We had a few accounts express interest in participating early on, but since the spreadsheet didn't get updated, and other emails and DMs were flying in that were getting all the attention, the others that we missed just got buried.


We ended up doing two different trainings for the takeover participants over Zoom. Account managers were welcome to join as well. These proved to be very, very important. We went through the training that we do for regular takeover with best practices like using captions, making things visually-interesting, using headphones to help with sound quality, etc. And also hard rules like not changing passwords, not using the takeover to promote a side hustle or not violating the university's student code of conduct.

But the real value was in showing how the tagging mechanism would work. My student employees and I created a mock version of takeovers where we tagged each others' accounts and showed what those looked like, how they'd work and why we were doing it this way. We were surprised how many clarifying questions there were on the Zoom calls. But we were glad to be able to answer them and make sure everyone was on the same page.

We had about 50 people on the trainings. We were happy with that. We recorded the 2nd training and made sure to send it to those who couldn't attend.

The launch

An important part of the training that we tried to emphasize was that we wanted everyone to post right at 8:00 a.m. on the day we went live. It was important so that those who needed to share tags could all do so readily and not cause a bunch of delays in people waiting to be tagged, which would slow down the line all the way to our account.

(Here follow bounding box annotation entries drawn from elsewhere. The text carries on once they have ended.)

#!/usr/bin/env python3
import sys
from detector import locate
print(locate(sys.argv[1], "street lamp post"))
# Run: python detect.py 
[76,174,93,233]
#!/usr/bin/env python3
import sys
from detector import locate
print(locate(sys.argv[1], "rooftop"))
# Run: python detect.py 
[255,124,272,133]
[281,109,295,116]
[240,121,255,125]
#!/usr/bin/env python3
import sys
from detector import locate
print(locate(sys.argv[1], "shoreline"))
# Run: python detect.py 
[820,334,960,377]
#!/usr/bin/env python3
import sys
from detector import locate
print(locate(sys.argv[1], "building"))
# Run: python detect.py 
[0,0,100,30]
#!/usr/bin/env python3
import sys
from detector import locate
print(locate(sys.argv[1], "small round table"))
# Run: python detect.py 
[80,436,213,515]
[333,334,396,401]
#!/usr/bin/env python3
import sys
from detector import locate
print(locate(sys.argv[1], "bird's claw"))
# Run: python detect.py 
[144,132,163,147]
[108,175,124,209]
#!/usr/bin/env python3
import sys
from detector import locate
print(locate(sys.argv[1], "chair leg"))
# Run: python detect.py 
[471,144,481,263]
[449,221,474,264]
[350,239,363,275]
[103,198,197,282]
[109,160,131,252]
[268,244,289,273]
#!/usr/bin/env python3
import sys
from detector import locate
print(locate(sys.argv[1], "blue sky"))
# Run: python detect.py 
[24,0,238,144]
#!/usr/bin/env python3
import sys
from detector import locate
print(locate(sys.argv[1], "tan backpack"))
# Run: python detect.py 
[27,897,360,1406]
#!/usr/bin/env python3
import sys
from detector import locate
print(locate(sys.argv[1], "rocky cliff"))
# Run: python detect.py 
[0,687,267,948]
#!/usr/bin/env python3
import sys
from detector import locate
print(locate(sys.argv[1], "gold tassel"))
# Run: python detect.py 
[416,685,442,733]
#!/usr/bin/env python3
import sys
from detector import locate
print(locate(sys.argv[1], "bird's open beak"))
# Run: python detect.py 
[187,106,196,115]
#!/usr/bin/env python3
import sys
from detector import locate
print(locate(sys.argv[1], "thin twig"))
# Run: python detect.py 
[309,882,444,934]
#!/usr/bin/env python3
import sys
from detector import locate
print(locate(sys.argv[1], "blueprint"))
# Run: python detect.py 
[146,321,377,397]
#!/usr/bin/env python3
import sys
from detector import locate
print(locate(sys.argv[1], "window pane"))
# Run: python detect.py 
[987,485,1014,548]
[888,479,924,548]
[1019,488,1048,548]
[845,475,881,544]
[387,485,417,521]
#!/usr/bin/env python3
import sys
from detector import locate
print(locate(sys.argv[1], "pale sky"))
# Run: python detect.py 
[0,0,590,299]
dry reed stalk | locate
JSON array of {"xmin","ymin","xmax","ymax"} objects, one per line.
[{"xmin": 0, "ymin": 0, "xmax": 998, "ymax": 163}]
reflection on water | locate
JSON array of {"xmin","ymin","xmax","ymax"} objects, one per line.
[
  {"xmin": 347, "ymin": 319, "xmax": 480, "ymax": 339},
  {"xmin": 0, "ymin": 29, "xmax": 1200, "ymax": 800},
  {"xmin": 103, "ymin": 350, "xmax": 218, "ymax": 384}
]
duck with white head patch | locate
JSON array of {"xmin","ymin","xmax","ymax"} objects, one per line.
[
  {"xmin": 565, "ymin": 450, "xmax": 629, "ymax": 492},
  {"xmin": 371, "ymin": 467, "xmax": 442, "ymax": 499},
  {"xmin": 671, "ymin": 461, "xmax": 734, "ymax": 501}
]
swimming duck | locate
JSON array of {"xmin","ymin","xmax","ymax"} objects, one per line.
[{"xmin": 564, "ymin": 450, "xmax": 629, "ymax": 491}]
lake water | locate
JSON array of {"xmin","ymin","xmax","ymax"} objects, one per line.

It was a nice idea in theory, but we did have a few who failed to grasp this part of the training and posted late. We could've stressed it more. We also had two accounts who tagged us in their first segment, but for some reason the tag didn't register in our DMs to be able to have access to share it.

So we had to improvise a bit. We were planning on organizing the takeovers we shared with a few categorized text segments in our story. With the tagging issues, though, we ended up making an extra text segment on the fly to explain the sort of catch all category at the end.

Overall, though, the tags made things extremely easy for us to share.

The organization

Part of what made sharing the tags easy, was having the tagging outline all pre-planned and ready to go.

With so many accounts participating, we wanted to be able to help our audience navigate through the accounts as easily and logically as possible. Part of that was organizing the accounts into helpful categories and also creating some text segments in our story to help provide guidance and instruction.

One other really important text element that we didn't put in our own story, but rather sent out to each participating account to use in their story was this one that pointed everyone back to our account and started from the beginning of the tagging chain. Obviously the white space is blank because in order for the tagging functionality to work, it needs to be added in natively by the account doing the tagging.

And here's an example of how the whole thing looked navigating through the story, with an example of navigating into multiple takeovers.

The results

This was not our most-viewed takeover or story content ever, but it was definitely above average, which was great.

The main objective here was to show the depth and breadth of student experiences at BYU. So really to measure success here, it was more about the metrics the accounts we shared saw than it was about the metrics our own account saw. We wanted our audience to spend more time on those accounts than on our account. After reaching out to those accounts, we were really pleased with what we saw.

Accounts from our law school, museum of art, rugby team and alumni association all reported significant upticks in followers gained and DMs received. Even accounts that we're second-level in the tagging structure like BYU Magazine and BYU Speeches reported the same upticks. That was really encouraging.

Overall we'd say this project was a major success and even though it took a lot of time and effort, it was well worth it.